Gastronomie, Geld und die andere Seite der Stadt
Dieses kleine Dorf war schon früher der Sehnsuchtsort vieler Menschen. So wie heute noch und so viele andere wunderschöne Städte es auch sind. München hatte schon früh eine ganz besondere Anziehungskraft. Wegen der vielen Menschen, dem vielen Trubel und Treiben in der Stadt und natürlich nicht zuletzt, dem vielen Geld, welches in München täglich seinen Besitzer wechselte. Auf den Märkten, bei den vielen kleinen Gschäfterln und natürlich auch in der Gastronomie.
Klar, wo viele Reisende und Fremde, Handeltreibende und Neugierige zusammenkommen, floriert natürlich auch die Gastronomie. In all ihren Facetten und Ausprägungen. Klassische Hotels oder einfache Herbergen. Gaststätten oder Schankbuden.
Und… da floriert auch das Rotlichtmilieu. Völlig klar. Für die Dirnen schnell verdientes Geld. Für die Mannsbuider lustvolle Erleichterung. Für alle anderen Beteiligten gut und einfach verdientes Geld.

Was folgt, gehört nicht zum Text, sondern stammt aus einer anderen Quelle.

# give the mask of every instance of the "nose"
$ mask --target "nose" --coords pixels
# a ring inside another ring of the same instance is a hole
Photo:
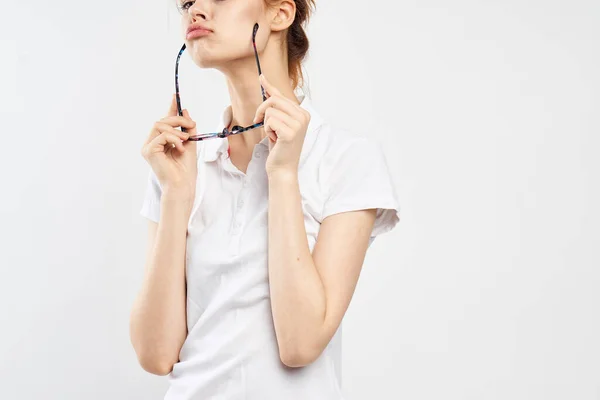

Die klugen Mädels vom Land
Der Unterschied zwischen Bauer und Stodtara war teilweise gewaltig. Von den Lebensumständen bis zum Vermögen. Kein Wunder also, dass die einfachen Leute vom Land auch ein bisschen abhaben wollten vom großen Geld aus der Stadt. Aber wie fängt man das nun an. Bildung war auf dem Land nicht oberste Priorität. Die Kinder hatten gar keine Zeit für Schule, schließlich mussten sie auf Hof und Feld mitarbeiten.

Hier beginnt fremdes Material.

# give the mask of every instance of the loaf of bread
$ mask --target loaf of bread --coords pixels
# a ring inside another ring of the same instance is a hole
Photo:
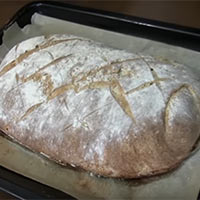
[[[13,47],[0,65],[0,129],[62,164],[140,178],[179,166],[200,137],[190,67],[72,35]]]

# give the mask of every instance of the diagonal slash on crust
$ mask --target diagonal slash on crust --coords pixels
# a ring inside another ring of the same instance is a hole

Der Dorfpfarrer hatte seine liebe Mühe, den Bälgern ein wenig Lesen, Schreiben und Rechnen beizubringen.
Aber hin und wieder war ein schlaues Mädel dabei. (Auch Buam, aber um die geht es heute ausnahmsweise mal nicht) Eine ansehnliche Tochter, die schnell verstanden hat, dass zwei und zwei Eier vier Eier machen. Die kräftig, schnell und fleißig war. Die sich auch getraut hat, ihren Mund aufzumachen. So eine wurde dann vom Bauern in die große Stadt geschickt – zum Arbeiten.

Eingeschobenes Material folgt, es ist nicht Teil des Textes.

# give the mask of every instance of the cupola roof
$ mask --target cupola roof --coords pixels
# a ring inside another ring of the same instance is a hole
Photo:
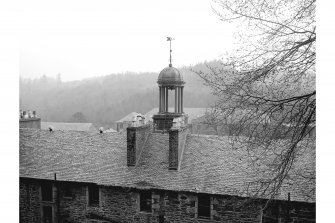
[[[170,64],[159,73],[157,83],[161,85],[183,85],[185,82],[181,72]]]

Oftmals beim Wirt. Weils ganz nett ausschaut, bissal rechnen konn und a sonst ned bläd is.
Die Resi, der Wirt und die Mannsbuidn
„Weil´s a sonst ned bläd war“ hat des Madl schnell begriffen, dass eher Mannsbuider zum Wirt gehen und dass wenn´s recht nett zu dene is uns wenn´s gut darauf schaut, dass dene gut geht, jene auch gutes Geld da lassen.
Dem Wirt hat´s gefallen, weil gerne noch ein Bier mehr getrunken wurde als sonst. Dem Gast hat´s gefallen, weil die Resi des Bier gerne bringt und nicht mault und schimpft und meckert. Da Resi hats gefallen, weil sie so viel schönes Geld in ihrem Sackerl hoam tragt. Eine Trippel-Win-Situation so zu sagen.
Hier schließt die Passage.